[Design RFC] Being more defensive about fetching commits in partial clone

Jonathan Tan <jonathantanmy@xxxxxxxxxx> · Wed, 23 Nov 2022 16:42:05 -0800

At $DAYJOB, we recently ran into a situation in which through a bug (not
necessarily through Git) [1], there was corruption in the object store of
a partial clone. In this particular case, the problem was exposed when "git
gc" tried to expire reflogs, which calls repo_parse_commit(), which triggers
fetches of the missing commits.

We don't want to go to great lengths to improve the user experience in a
relatively rare case caused by a bug in another program at the expense of the
regular user experience, so this constrains the solution space. But I think
there is a solution that works: if we have reason to believe that we are
parsing a commit, we shouldn't lazy-fetch if it is missing. (I'm not proposing
a hard guarantee that commits are never lazy-fetched; this just relatively
increases resilience to object store corruption, and does not guarantee
absolute defense.) I think that we can use a missing commit as a sign of
object store corruption in this case because currently, Git does not support
excluding commits in partial clones.

There are other possible solutions including passing an argument from "git gc"
to "git reflog" to inhibit all lazy fetches, but I think that this fix is at
the wrong level - fixing "git reflog" means that this particular command works
fine, or so we think (it will fail if it somehow needs to read a legitimately
missing blob, say, a .gitmodules file), but fixing repo_parse_commit() will fix
a whole class of bugs.

A question remains of whether we would need to undo all this work if we decide
to support commit filters in partial clones. Firstly, there are good arguments
against (and, of course, for) commit filters in partial clones, so commit
filters may not work out in the end anyway.
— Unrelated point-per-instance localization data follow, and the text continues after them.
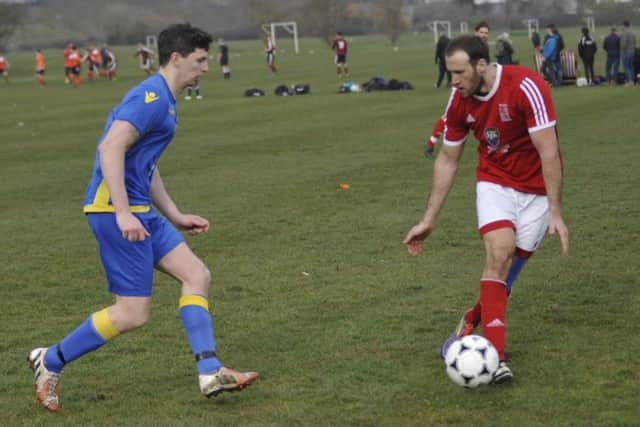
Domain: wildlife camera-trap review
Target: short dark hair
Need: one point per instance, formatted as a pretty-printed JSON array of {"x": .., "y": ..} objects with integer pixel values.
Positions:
[
  {"x": 181, "y": 38},
  {"x": 481, "y": 24},
  {"x": 472, "y": 45}
]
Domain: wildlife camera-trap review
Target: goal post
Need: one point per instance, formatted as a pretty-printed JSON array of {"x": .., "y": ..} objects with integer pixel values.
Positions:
[{"x": 290, "y": 27}]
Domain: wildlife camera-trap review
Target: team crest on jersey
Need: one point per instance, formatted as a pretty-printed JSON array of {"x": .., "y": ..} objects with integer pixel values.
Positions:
[
  {"x": 503, "y": 109},
  {"x": 492, "y": 136}
]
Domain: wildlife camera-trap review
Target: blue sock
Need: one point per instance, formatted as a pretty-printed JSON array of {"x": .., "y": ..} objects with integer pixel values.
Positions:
[
  {"x": 92, "y": 334},
  {"x": 194, "y": 310},
  {"x": 516, "y": 266}
]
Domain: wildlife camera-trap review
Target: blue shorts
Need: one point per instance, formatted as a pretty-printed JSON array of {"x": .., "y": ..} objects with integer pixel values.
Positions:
[{"x": 129, "y": 265}]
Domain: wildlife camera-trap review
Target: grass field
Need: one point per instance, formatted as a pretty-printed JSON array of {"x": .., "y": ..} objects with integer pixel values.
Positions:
[{"x": 312, "y": 286}]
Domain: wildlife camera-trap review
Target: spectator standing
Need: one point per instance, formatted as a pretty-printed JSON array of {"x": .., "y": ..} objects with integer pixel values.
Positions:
[
  {"x": 587, "y": 51},
  {"x": 535, "y": 41},
  {"x": 482, "y": 31},
  {"x": 611, "y": 45},
  {"x": 441, "y": 47},
  {"x": 504, "y": 50},
  {"x": 223, "y": 59},
  {"x": 628, "y": 51},
  {"x": 558, "y": 58},
  {"x": 549, "y": 52}
]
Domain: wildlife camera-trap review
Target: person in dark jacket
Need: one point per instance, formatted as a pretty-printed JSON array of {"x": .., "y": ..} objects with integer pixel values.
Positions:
[
  {"x": 535, "y": 41},
  {"x": 611, "y": 45},
  {"x": 587, "y": 49},
  {"x": 441, "y": 47}
]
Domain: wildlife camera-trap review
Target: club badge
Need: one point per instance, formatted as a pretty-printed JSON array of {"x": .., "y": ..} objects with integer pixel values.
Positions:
[{"x": 492, "y": 136}]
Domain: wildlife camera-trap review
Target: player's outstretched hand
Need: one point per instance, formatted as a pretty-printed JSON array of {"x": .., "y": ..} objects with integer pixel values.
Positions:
[
  {"x": 557, "y": 226},
  {"x": 192, "y": 224},
  {"x": 415, "y": 238}
]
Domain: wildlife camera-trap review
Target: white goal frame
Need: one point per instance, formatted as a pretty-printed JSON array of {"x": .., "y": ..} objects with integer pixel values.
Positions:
[{"x": 290, "y": 27}]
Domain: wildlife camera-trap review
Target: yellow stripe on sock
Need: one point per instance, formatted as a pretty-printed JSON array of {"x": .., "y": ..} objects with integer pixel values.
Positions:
[
  {"x": 102, "y": 324},
  {"x": 194, "y": 300}
]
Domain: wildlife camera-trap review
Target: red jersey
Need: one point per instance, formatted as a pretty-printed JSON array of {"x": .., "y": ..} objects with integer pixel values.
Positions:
[
  {"x": 340, "y": 46},
  {"x": 437, "y": 130},
  {"x": 518, "y": 104},
  {"x": 74, "y": 59},
  {"x": 95, "y": 57}
]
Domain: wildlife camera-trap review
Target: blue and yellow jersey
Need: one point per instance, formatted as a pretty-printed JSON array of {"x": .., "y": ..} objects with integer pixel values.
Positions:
[{"x": 151, "y": 108}]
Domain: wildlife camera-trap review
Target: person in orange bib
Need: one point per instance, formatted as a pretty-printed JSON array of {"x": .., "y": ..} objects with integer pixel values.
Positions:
[{"x": 41, "y": 66}]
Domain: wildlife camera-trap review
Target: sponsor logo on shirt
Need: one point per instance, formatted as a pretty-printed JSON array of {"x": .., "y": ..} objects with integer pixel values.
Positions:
[
  {"x": 149, "y": 97},
  {"x": 492, "y": 135},
  {"x": 503, "y": 109}
]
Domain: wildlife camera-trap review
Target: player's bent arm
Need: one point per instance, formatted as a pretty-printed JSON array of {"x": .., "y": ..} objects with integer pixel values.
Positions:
[
  {"x": 161, "y": 198},
  {"x": 546, "y": 142},
  {"x": 444, "y": 173},
  {"x": 120, "y": 137}
]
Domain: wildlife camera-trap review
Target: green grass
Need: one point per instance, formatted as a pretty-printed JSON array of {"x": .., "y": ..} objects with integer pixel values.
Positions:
[{"x": 355, "y": 340}]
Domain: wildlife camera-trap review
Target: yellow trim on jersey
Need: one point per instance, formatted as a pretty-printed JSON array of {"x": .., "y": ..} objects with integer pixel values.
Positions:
[
  {"x": 101, "y": 202},
  {"x": 103, "y": 326},
  {"x": 194, "y": 300}
]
Secondly, even if we do have commit
filters, we at $DAYJOB think that we still need to differentiate, in some way,
a fetch that we have accounted for in our design and a fetch that we haven't;
commit chains have much greater lengths than tree chains and users wouldn't
want to wait for Git to fetch commit by commit (or segment by segment, if we
end up batch fetching commits as we probably will). So we would be building on
the defensiveness of fetching commits in this case, not tearing it down.

My next step will be to send a patch modifying repo_parse_commit() to not
lazy-fetch, and I think that future work will lie in identifying when we know
that we are reading a commit and inhibiting lazy-fetches in those cases. If
anyone has an opinion on this, feel free to let us know (hence the "RFC" in
the subject).

[1] For the curious, we ran a script that ran "git gc" on a repo having
configured a symlink to that repo as its alternate, which resulted in many
objects being deleted.